Alex Blaze

State will not investigate police shooting of man in cruising area

Filed By Alex Blaze | July 30, 2010 12:30 PM | comments

Filed in: Politics
Tags: essex county, murder, New Jersey, police, prosecutor

Last week I posted on the fatal police shooting of Dean Gaymon and said that the orgs working dean-gaymon.jpgon that were asking for a federal investigation. Shortly after Bill Dobbs emailed to correct me - they were asking for the New Jersey attorney general to investigate.

Well, the state attorney general said no:

After meeting with her top officials today afternoon, Dow concluded there was "no indication of a conflict with the Essex County Prosecutor's Office handling this case fairly and impartially," said her spokesman, Paul Loriquet. "That was never called into question."

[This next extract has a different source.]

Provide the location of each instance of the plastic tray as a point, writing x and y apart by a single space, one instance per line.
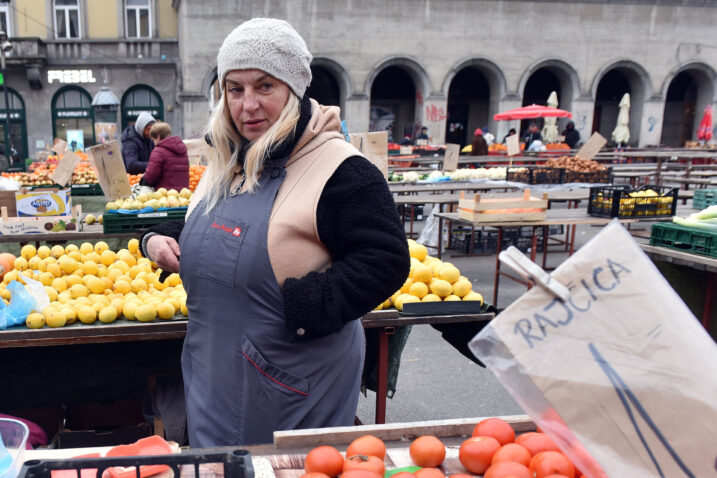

Afterward, the attorney general called the Acting Essex County Prosecutor Robert Laurino to discuss the decision. The prosecutor's office will present its investigation to a grand jury, which will take several weeks.

Considering the county prosecutor was already acting like the police department's defense attorney last week when the shooting happened, hiding the name of the officer (which was later leaked) and accepted the officer's incredibly suspicious version of the facts before an investigation was conducted, I really doubt that they'll handle the case "impartially." Consider the prosecutor talking to the press:

"The plainclothes officer was bending down to retrieve his handcuffs," [Acting Essex County Prosecutor Robert] Laurino said, "when he was approached by Mr. Gaymon, who was engaged in a sexual act at the time." Words were exchanged that the prosecutor said "would lead one to believe that" Mr. Gaymon was propositioning the officer.

"The officer pulled out his badge, identified himself as a police officer and informed Mr. Gaymon that he was under arrest," Mr. Laurino said. Then, he said, Mr. Gaymon shoved the officer to the ground and ran, ignored the officer's demands to stop, and repeatedly threatened to kill the officer if he approached. The officer cornered Mr. Gaymon beside a pond and tried to handcuff him, Mr. Laurino said, but again Mr. Gaymon resisted.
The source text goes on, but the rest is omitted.